‘You get a vaccine and that’s the trigger,’ one said during a conference.
New advisers to the government said during an event on March 9 that vaccines cause autism, a disorder that has become increasingly common in the United States.
“We have to stop 115,000 autism cases from happening every year. And the way that we stop that is by keeping toxic chemicals out of kids’ bodies,” Toby Rogers, one of the advisers, said. “That starts with getting rid of vaccine schedules altogether.
“But we also have to ban and better regulate about a dozen other toxic chemicals as well.”
Dr.
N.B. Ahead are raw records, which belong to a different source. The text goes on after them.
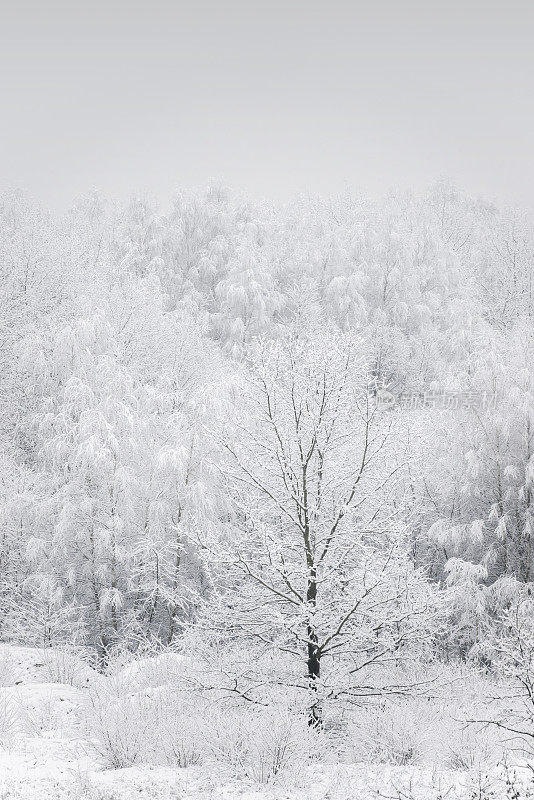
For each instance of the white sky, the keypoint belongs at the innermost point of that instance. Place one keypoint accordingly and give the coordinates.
(274, 98)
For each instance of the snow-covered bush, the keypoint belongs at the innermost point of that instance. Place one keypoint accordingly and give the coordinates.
(264, 745)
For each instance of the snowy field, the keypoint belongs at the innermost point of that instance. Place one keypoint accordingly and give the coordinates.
(61, 733)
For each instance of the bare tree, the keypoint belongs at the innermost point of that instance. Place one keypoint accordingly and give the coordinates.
(315, 562)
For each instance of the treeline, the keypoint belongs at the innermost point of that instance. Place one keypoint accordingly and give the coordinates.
(196, 450)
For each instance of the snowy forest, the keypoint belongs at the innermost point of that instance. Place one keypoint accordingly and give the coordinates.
(267, 498)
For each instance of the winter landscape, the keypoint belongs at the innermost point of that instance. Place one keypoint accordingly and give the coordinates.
(267, 499)
(267, 437)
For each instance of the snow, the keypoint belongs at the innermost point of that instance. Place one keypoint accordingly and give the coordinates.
(45, 754)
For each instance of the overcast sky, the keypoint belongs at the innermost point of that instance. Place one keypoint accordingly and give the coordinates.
(272, 98)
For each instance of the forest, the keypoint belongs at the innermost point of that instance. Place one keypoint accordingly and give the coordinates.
(267, 497)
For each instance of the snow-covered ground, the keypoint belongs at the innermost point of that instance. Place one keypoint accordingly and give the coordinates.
(46, 752)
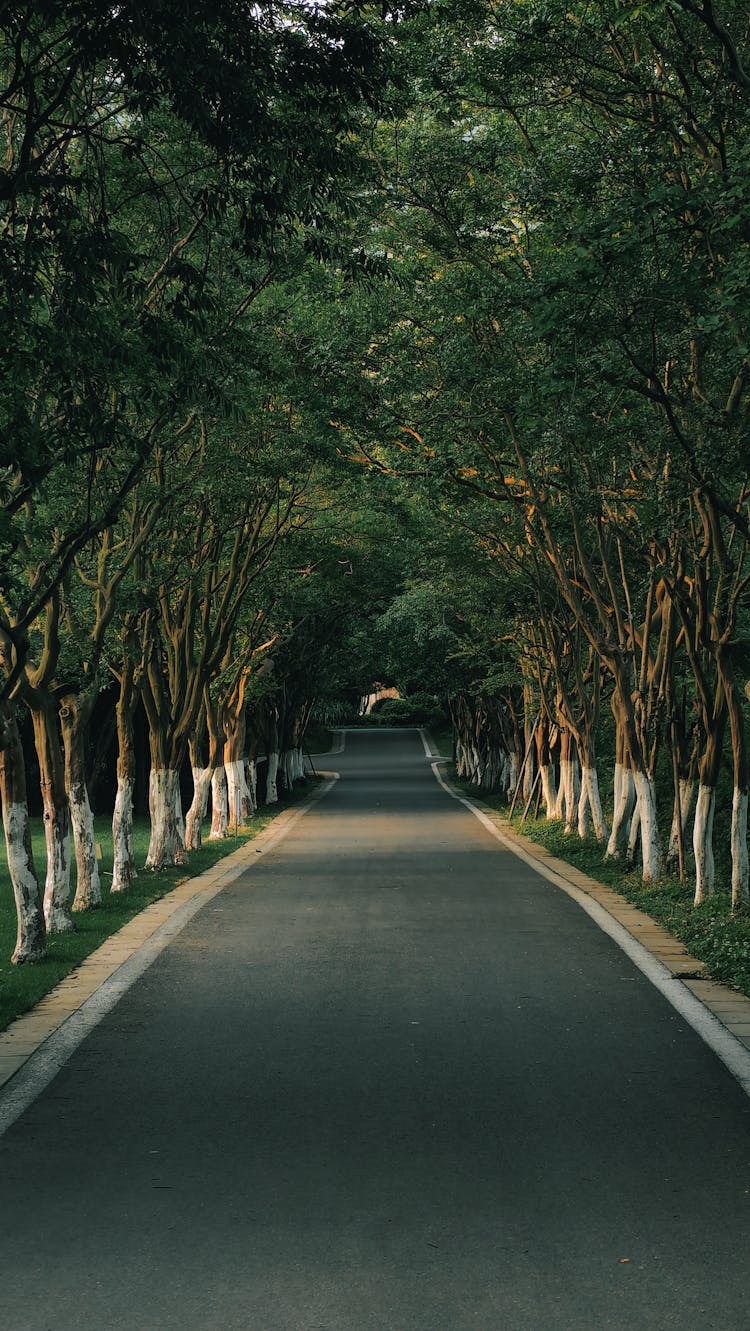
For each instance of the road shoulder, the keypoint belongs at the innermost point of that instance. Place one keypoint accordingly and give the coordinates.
(717, 1013)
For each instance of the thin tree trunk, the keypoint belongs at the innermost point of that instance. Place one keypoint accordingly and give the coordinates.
(56, 816)
(704, 844)
(167, 844)
(624, 800)
(124, 860)
(650, 843)
(31, 935)
(705, 804)
(75, 712)
(201, 788)
(590, 791)
(740, 864)
(271, 787)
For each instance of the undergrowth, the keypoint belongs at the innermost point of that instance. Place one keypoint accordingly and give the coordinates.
(23, 986)
(710, 931)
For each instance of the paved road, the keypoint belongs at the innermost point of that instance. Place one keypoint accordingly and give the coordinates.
(388, 1081)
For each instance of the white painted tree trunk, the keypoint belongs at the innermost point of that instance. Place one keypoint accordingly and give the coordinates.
(31, 932)
(167, 844)
(220, 807)
(584, 813)
(622, 815)
(549, 789)
(569, 795)
(272, 772)
(57, 881)
(239, 797)
(196, 813)
(593, 804)
(686, 799)
(252, 779)
(124, 863)
(704, 843)
(650, 844)
(740, 888)
(88, 887)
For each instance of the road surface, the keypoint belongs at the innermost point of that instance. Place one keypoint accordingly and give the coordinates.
(390, 1080)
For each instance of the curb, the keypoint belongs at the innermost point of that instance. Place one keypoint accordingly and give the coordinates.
(125, 954)
(720, 1014)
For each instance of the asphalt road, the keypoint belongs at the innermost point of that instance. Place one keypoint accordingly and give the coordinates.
(390, 1080)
Elizabeth Mumper, another adviser, added later that, depending on the situation, vaccines can set up the body for autism or trigger it.
“For some kids, I think a vaccine is an antecedent, meaning that it does something to the immune [system], so that the next time they see a trigger—it might be a bad flu infection, it might be another vaccine, it might be glyphosate, it might be moving close to an industrial pesticide farm—then that tips them over,” she said.
“Or maybe you’ve got predisposing factors that are antecedent, like C-section birth and early antibiotic use, and then you get a vaccine, and that’s the trigger.”
Rogers and Mumper were speaking at an event held in Washington by the MAHA Institute, which was started by a businessman who backed Health Secretary Robert F. Kennedy Jr.’s presidential bid in 2024.
Kennedy in January named Rogers, Mumper, and others to a national autism committee that advises the government on autism-related work.
The committee was supposed to meet on March 19 for the first time since being remade by the health secretary, but officials recently said the meeting was postponed. A competing panel, started in part in response to concerns over the views of new committee members on vaccines, is still slated to convene on March 19.
The Centers for Disease Control and Prevention used to say that vaccines do not cause autism, but now says that studies have not ruled out that possibility. The federal vaccine court has awarded money to parents whose children experienced symptoms of autism, such as brain swelling.
The National Medical Association, which accepts money from vaccine manufacturers, is among the organizations that say no credible evidence demonstrates that autism is caused by vaccines.
At the MAHA Institute event, dubbed the “massive epidemic of vaccine injury roundtable,” people spoke out against vaccines, some more forcefully than others. Mark Gorton, president of the group, at one point said that all shots must be removed from the market “until they can be proven to be both safe and effective.”